Sa peau chaude transpirait la vie, alors que la sienne avait depuis longtemps perdu de sa chaleur. Cela lui donnait une envie folle de mordre cette chaire fraîche qui s'offrait à elle sans aucune résistance. Pourtant elle se retint. Un geste aussi idiot lui vaudrait la mort non seulement à cause de la toxicité du sang de transformation, mais aussi à cause d'un Stanislas qui aurait abattu le poids de sa colère sur elle après qu'il eut tout mis en œuvre pour que la jeune femme reste en vie, enfin… aussi vivante que possible.

« Je reviens vous voir dans quelques heures.
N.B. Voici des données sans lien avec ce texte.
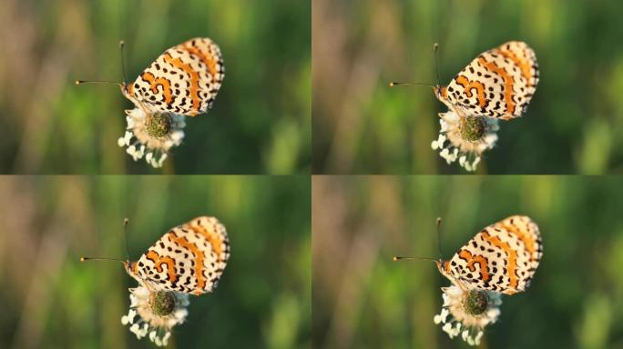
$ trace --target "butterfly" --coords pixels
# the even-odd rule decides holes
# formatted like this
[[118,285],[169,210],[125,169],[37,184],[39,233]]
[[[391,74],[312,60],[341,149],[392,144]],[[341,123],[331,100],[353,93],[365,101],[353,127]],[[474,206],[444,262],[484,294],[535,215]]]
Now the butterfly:
[[165,51],[121,92],[147,115],[195,116],[211,107],[224,77],[219,46],[197,37]]
[[197,217],[170,229],[126,272],[151,292],[211,292],[227,266],[230,242],[218,219]]
[[434,94],[459,116],[511,120],[526,112],[538,79],[535,51],[509,41],[480,54],[447,86],[434,86]]
[[[195,116],[211,107],[224,77],[219,46],[207,37],[196,37],[165,51],[134,82],[114,84],[119,85],[123,95],[146,115],[174,113]],[[76,82],[82,83],[111,82]]]
[[515,294],[530,284],[543,255],[538,225],[526,215],[491,224],[467,242],[439,272],[463,290]]

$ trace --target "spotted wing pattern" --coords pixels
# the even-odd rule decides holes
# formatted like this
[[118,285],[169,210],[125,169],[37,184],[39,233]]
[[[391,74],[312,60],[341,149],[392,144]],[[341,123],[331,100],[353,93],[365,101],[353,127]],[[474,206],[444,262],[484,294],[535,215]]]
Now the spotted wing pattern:
[[526,111],[536,84],[535,51],[524,42],[510,41],[474,59],[439,98],[463,116],[510,120]]
[[538,226],[514,215],[476,234],[444,264],[444,274],[468,289],[514,294],[529,285],[542,254]]
[[199,295],[216,287],[229,258],[225,227],[201,216],[166,233],[132,263],[129,273],[151,291]]
[[224,77],[219,46],[197,37],[165,51],[125,93],[148,114],[195,116],[211,107]]

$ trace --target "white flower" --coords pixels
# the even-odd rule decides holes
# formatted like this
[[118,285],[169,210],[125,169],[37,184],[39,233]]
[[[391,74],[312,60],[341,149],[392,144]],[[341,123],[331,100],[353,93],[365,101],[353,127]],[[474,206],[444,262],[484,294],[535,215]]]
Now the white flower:
[[500,129],[497,119],[461,117],[454,112],[440,113],[439,117],[439,136],[431,143],[431,148],[439,150],[448,165],[458,159],[461,167],[475,171],[481,155],[495,145]]
[[128,127],[117,145],[128,147],[126,153],[134,161],[145,156],[153,167],[162,167],[169,150],[184,139],[185,116],[170,113],[148,115],[138,107],[126,110],[126,114]]
[[[500,294],[484,290],[463,291],[455,284],[443,287],[442,291],[444,305],[441,314],[433,318],[434,324],[442,324],[442,330],[450,338],[460,334],[468,344],[480,344],[485,327],[495,323],[500,315]],[[448,314],[452,315],[450,319],[447,319]]]
[[[184,323],[189,311],[189,295],[178,292],[149,292],[143,286],[130,288],[130,307],[121,324],[129,324],[137,338],[149,336],[158,346],[166,346],[171,329]],[[138,317],[137,318],[137,314]]]

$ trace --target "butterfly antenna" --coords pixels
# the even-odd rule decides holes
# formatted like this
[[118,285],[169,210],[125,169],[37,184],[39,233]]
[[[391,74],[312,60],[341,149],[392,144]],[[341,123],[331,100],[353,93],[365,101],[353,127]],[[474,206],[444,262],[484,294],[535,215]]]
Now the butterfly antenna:
[[121,55],[121,72],[123,73],[123,85],[125,85],[128,84],[128,77],[126,76],[126,64],[125,64],[125,59],[123,58],[123,46],[126,45],[126,43],[121,40],[119,42],[119,53]]
[[87,262],[87,261],[113,261],[113,262],[126,263],[126,261],[124,261],[123,259],[117,259],[117,258],[80,257],[80,262]]
[[442,259],[441,253],[441,217],[437,217],[437,252],[439,253],[439,259]]
[[417,260],[417,261],[433,261],[433,262],[438,262],[434,258],[426,258],[426,257],[403,257],[399,255],[394,255],[393,256],[393,262],[398,262],[398,261],[403,261],[403,260]]
[[434,55],[434,74],[437,75],[437,85],[441,86],[441,79],[439,78],[439,55],[437,54],[437,47],[439,44],[433,45],[433,54]]
[[76,85],[80,84],[115,84],[122,86],[123,84],[117,83],[117,81],[107,81],[107,80],[76,80]]
[[124,218],[123,219],[123,235],[126,237],[126,254],[128,254],[128,261],[130,261],[129,258],[129,244],[128,244],[128,235],[129,234],[128,233],[128,225],[129,224],[129,219]]
[[395,82],[391,82],[391,83],[390,83],[390,87],[400,86],[400,85],[414,85],[414,86],[434,87],[434,85],[430,85],[430,84],[420,84],[420,83],[395,83]]

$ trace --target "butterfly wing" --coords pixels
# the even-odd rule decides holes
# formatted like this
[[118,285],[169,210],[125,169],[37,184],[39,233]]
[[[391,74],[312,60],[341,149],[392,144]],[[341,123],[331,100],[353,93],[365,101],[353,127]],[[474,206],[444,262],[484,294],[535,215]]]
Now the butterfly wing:
[[211,107],[225,77],[220,49],[207,37],[165,51],[128,86],[149,113],[195,116]]
[[543,254],[538,226],[514,215],[476,234],[449,262],[449,274],[468,288],[506,294],[523,292]]
[[199,295],[216,287],[229,258],[225,227],[201,216],[165,234],[132,265],[132,273],[151,290]]
[[527,108],[538,84],[535,51],[510,41],[475,58],[445,87],[443,101],[463,113],[509,120]]

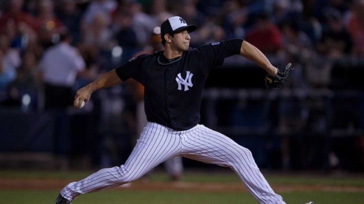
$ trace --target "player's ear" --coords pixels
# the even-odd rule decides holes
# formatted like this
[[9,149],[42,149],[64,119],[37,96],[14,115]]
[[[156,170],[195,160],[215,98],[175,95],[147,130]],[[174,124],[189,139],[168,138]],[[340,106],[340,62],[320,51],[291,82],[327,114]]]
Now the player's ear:
[[172,41],[172,40],[171,40],[171,38],[172,38],[172,36],[169,35],[168,33],[166,33],[164,34],[164,39],[165,40],[166,42],[168,42],[170,43]]

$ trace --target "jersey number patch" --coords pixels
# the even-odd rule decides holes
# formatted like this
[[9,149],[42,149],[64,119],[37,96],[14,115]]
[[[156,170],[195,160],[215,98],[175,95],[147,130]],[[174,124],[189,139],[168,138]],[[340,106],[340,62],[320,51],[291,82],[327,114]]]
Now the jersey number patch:
[[185,86],[185,91],[189,90],[189,87],[192,87],[193,84],[192,84],[192,77],[193,74],[190,72],[190,71],[187,72],[186,78],[184,79],[180,75],[180,73],[177,75],[176,77],[176,81],[178,85],[178,90],[182,90],[182,85]]

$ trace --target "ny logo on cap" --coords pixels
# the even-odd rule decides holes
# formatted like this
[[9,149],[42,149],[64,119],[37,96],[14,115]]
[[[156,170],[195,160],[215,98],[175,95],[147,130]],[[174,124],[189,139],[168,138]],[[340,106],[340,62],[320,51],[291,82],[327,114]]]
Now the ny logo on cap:
[[186,21],[184,20],[184,19],[183,19],[183,18],[181,18],[181,17],[179,17],[179,21],[181,22],[181,23],[183,23],[184,24],[187,24],[187,23],[186,23]]
[[180,73],[177,75],[177,77],[176,77],[176,81],[178,84],[178,90],[182,90],[182,85],[185,86],[185,91],[188,91],[189,90],[188,87],[192,87],[193,86],[192,81],[193,76],[193,74],[191,73],[190,71],[187,72],[186,79],[184,79],[182,78]]

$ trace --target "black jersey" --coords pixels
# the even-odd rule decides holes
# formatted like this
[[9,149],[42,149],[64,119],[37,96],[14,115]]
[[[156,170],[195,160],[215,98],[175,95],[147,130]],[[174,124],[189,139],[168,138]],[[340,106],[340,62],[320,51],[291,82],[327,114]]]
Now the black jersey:
[[202,90],[211,67],[238,54],[243,39],[235,39],[190,48],[180,57],[163,60],[163,51],[142,55],[116,69],[122,81],[133,78],[144,86],[148,121],[177,130],[200,122]]

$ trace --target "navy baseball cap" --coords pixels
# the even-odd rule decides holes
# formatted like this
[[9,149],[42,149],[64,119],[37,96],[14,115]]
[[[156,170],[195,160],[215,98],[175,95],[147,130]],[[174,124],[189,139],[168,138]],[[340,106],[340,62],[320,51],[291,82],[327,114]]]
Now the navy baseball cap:
[[197,29],[196,25],[187,25],[186,21],[179,16],[173,16],[165,20],[161,25],[161,37],[167,33],[174,33],[181,30],[187,30],[189,32],[194,31]]

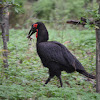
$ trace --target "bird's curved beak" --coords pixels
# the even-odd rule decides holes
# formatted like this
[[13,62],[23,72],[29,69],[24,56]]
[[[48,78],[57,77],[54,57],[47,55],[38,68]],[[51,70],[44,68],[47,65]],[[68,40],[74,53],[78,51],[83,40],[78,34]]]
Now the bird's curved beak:
[[29,39],[31,37],[32,34],[34,34],[36,32],[36,28],[35,27],[32,27],[28,33],[28,36],[27,38]]

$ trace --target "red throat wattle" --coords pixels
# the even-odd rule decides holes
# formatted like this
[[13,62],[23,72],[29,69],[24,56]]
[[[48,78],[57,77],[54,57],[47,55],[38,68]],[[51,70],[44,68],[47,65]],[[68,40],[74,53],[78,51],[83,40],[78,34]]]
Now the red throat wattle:
[[36,32],[36,38],[37,38],[37,37],[38,37],[38,29],[36,29],[36,31],[37,31],[37,32]]

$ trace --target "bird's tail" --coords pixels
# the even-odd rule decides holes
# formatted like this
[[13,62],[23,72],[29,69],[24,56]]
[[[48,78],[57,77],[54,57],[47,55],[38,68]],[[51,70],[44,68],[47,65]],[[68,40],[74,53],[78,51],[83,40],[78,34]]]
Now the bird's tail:
[[96,77],[94,75],[91,75],[89,74],[88,72],[86,72],[85,70],[81,70],[81,71],[78,71],[79,73],[85,75],[86,77],[88,78],[91,78],[91,79],[96,79]]

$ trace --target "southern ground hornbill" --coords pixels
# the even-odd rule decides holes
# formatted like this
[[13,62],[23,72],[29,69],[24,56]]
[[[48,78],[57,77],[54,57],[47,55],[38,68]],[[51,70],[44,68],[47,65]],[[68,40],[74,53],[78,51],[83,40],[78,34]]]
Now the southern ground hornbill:
[[42,22],[32,25],[27,38],[30,38],[35,32],[37,32],[37,53],[43,65],[49,69],[49,78],[45,84],[56,75],[62,87],[61,71],[66,71],[67,73],[77,71],[88,78],[95,79],[95,76],[86,72],[82,64],[64,45],[56,41],[48,41],[48,31]]

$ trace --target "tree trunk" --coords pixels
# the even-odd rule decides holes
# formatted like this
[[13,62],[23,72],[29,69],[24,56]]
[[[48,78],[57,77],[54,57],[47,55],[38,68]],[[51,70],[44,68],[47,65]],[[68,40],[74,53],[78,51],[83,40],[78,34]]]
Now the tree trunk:
[[[2,2],[2,0],[0,0],[0,2]],[[1,24],[1,30],[2,30],[2,39],[3,39],[3,62],[4,62],[4,67],[7,68],[8,67],[8,60],[7,60],[7,56],[8,56],[8,50],[7,50],[7,39],[6,39],[6,31],[5,31],[5,13],[4,13],[4,9],[3,6],[0,6],[0,24]]]
[[6,39],[9,41],[9,12],[8,7],[4,10],[4,23],[5,23],[5,33],[6,33]]
[[[98,13],[100,14],[100,3]],[[100,19],[96,22],[96,92],[100,93]]]

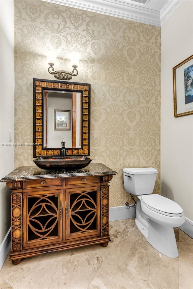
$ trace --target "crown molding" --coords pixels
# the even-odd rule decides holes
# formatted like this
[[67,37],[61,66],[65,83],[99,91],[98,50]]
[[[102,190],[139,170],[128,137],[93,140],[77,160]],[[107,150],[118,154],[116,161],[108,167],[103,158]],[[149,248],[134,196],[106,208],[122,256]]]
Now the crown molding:
[[130,20],[160,26],[159,11],[124,0],[42,0]]
[[184,0],[169,0],[160,11],[160,24],[162,26]]
[[145,6],[131,4],[128,0],[42,1],[160,26],[184,0],[168,0],[160,13]]

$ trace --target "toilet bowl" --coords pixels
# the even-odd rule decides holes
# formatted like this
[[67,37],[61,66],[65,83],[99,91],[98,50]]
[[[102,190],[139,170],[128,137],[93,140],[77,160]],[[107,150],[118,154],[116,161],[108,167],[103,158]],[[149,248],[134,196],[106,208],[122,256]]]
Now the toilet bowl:
[[171,258],[179,253],[173,228],[185,222],[183,210],[173,201],[158,194],[152,194],[157,173],[153,168],[123,169],[126,191],[136,195],[135,224],[155,249]]

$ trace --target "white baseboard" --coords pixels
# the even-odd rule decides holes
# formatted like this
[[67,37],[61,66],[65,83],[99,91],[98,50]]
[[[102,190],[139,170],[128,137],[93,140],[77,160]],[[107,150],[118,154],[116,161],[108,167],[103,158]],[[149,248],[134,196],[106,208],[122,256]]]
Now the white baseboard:
[[131,208],[128,208],[126,206],[121,206],[119,207],[112,207],[110,208],[109,220],[117,221],[135,218],[136,206]]
[[11,247],[11,228],[7,233],[6,235],[0,245],[0,270],[7,257]]
[[193,238],[193,221],[185,217],[185,223],[179,227],[179,229]]

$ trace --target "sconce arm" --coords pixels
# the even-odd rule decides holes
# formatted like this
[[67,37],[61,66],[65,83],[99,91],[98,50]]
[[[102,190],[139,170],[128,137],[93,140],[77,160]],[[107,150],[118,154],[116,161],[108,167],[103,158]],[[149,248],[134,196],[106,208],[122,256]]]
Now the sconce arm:
[[48,68],[48,72],[51,74],[54,74],[54,77],[60,80],[69,80],[72,78],[72,76],[76,76],[78,72],[77,69],[77,65],[73,65],[73,70],[72,72],[62,70],[54,70],[53,63],[48,64],[50,66]]

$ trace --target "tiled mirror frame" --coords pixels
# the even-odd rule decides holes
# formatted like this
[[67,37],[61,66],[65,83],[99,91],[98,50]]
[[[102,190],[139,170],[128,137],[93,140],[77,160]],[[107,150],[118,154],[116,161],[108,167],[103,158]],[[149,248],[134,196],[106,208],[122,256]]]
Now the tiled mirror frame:
[[43,92],[45,88],[65,89],[68,91],[80,92],[83,101],[82,125],[82,147],[80,149],[67,148],[67,155],[90,155],[90,85],[61,80],[34,78],[33,85],[33,157],[40,156],[59,155],[60,149],[43,148]]

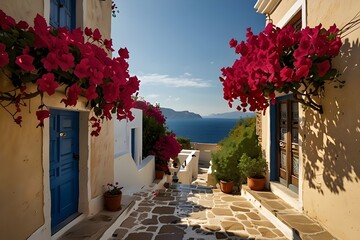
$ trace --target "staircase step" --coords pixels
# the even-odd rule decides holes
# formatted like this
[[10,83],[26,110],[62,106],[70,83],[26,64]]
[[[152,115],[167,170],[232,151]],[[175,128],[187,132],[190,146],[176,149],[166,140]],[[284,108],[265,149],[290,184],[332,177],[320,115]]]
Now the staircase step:
[[243,185],[241,195],[252,202],[259,212],[290,239],[336,239],[318,222],[293,208],[270,191],[253,191],[246,185]]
Reposez vous en attendant» ajouta-t-elle en remontant les couvertures jusqu'à ses épaules.

Sur ce, Sarah quitta la chambre, n'omettant pas de fermer la porte à clé. Ce cliquetis acheva d'alarmer la malade. Elle se passa une main nerveuse sur les yeux. Que lui arrivait-elle? Dans quel guêpier avait-elle bien pu tomber? Mais quelle idiote! Tu es une idiote…!

À la suite de cette pensée, tout à coup, elle se redressa entre les draps, les yeux grands ouverts. Comment s'appelait-elle déjà?! Son prénom lui était sorti de la tête, comme tout le reste d'ailleurs. Si avant elle était inquiète, maintenant elle était apeurée. Était-ce possible d'avoir tout oublié jusqu'à son propre nom? Elle peinait à y croire.

Le sentiment terrible que quelque chose de grave s'était probablement produit lui broyait l'estomac. Sinon pourquoi aurait-elle perdu sa si précieuse mémoire!? Elle sauta du lit pour rejoindre la porte, tentant vainement de l'ouvrir alors même que précédemment elle avait entendu une clé la condamnée. Pourtant il fallait qu'elle s'enfuisse. Pour aller où? Ah ça, elle l'ignorait, mais elle espérait s'en souvenir bientôt.

La sensation que quelque chose clochait était quasi palpable. La dame vu auparavant avait une aura étrange. Un vent glacial suivait ses moindres faits et gestes, et cela lui faisait froid dans le dos.

D'un pas précipité, la jeune femme alla se poster près d'une des fenêtres. Du bout des doigts elle écarta les pans de rideaux pour pouvoir examiner l'extérieur. Il semblait qu'elle était réellement dans un château, même qu'en obliquant la tête vers la droite elle aperçu une tour. À plusieurs mètres de sa fenêtre, un immense jardin entouré d'une forêt impénétrable s'étalait devant elle. Et loin, très loin, elle repérait une discontinuité dans la course de la végétation, un espace béant qui ne pouvait être qu'un village selon elle. Et le fait qu'elle ne puisse pas en savoir plus l'enrageait.

À cran, le cerveau travaillant à mille à l'heure, elle referma sèchement les rideaux avant de tourner la tête vers la coiffeuse - un mobilier tout ce qu'il y avait de plus princier - à proximité. L'image que lui renvoya le miroir lui parut étranger, pourtant il ne pouvait que la refléter. Voilà que je ne me souviens même plus de mon visage. Ô joie! Ô bonheur! Énervée, elle se frotta furieusement la tête, espérant que ce geste violent la remettrait en place. Mais elle ne réussit qu'à se provoquer un mal de crâne atroce.

Un craquement annonçant la réouverture de la porte attira son attention. Un homme aux cheveux noirs et à la beauté phénoménale venait de faire son entrée dans la pièce. Qu'était-ce donc ce cirque?